In mezzo a questa saggia ed ispirata concretezza, illustri e sconosciuti hanno discusso di estetica e mecenatismo, di senso del possibile e cultura: la sensazione era di trovarsi in una dimensione parallela poco italiana ed ancor meno corporate. Fino a quando qualcuno tra il pubblico ha commentato: "Complimenti per l'iniziativa. E' così interessante che delle due una: o avete un bravissimo art director o non ce l'avete per niente".
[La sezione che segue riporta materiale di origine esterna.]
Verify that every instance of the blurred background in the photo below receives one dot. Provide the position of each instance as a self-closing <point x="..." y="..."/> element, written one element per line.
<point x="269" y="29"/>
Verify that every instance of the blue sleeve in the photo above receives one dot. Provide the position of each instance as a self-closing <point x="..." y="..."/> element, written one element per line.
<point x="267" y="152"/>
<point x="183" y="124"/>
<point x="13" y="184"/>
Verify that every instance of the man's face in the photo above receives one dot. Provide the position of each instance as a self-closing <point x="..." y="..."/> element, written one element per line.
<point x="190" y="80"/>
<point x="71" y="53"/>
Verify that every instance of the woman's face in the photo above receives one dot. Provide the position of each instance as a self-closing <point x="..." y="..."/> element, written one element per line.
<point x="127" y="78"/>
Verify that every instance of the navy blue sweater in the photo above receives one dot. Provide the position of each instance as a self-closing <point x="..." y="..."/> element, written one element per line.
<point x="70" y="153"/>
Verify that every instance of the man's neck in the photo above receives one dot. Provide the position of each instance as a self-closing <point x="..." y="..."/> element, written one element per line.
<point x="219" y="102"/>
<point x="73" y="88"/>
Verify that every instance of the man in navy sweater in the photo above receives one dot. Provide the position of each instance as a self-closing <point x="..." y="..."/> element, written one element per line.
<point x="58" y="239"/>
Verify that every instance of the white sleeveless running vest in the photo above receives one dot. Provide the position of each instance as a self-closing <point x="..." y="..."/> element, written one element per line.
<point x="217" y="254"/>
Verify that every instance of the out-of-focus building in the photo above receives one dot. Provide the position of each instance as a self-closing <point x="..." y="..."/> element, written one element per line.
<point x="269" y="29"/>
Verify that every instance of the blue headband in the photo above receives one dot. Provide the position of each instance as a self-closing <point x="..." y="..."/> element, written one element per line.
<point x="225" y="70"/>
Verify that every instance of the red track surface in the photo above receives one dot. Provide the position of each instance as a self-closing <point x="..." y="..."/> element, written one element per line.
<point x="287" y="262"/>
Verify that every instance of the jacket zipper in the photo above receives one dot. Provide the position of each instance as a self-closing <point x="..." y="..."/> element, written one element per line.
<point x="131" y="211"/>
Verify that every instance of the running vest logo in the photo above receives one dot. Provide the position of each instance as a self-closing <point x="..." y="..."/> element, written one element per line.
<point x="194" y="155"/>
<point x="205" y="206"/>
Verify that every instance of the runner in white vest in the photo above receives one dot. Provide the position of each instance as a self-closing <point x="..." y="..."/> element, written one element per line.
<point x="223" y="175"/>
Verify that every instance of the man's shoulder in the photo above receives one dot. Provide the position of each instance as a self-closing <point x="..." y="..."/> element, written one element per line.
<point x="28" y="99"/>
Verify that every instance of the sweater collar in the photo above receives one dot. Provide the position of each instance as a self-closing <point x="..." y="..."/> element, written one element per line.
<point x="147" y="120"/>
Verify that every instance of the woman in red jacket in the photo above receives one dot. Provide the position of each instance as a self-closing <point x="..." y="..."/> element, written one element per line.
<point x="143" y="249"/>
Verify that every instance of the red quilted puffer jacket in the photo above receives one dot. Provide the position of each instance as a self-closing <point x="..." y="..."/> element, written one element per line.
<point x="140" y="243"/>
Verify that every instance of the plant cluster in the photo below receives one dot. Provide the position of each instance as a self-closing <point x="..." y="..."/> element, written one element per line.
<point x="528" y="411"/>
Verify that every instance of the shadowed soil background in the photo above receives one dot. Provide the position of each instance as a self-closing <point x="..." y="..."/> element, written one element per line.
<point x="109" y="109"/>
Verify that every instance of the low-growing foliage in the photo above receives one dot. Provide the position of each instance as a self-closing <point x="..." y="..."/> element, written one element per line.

Riflettevo sui danni che ha fatto la cattiva comunicazione del nostro mestiere, affidata in duopolio a Toscani e Gavino per un tempo così lungo che ormai si pensa che gli Art siano gli unici attori. Mentre rimuginavo, il giovane artista ha risposto d'istinto: "La seconda che hai detto."

Sorrisi ironici in sala, frittata completata.

Ora, perché in una giornata in cui vengono dette cose molto interessanti (tra cui la presa di distanza di un Amministratore delegato dalla guerra continua tra Business ed Arte), gli unici a fare la figura degli scemi sono i pubblicitari?

E sopratutto perché, quando qualcuno dice che se non c'è l'art director il lavoro viene meglio, la gente sorride come se fosse una battuta vera ed originale?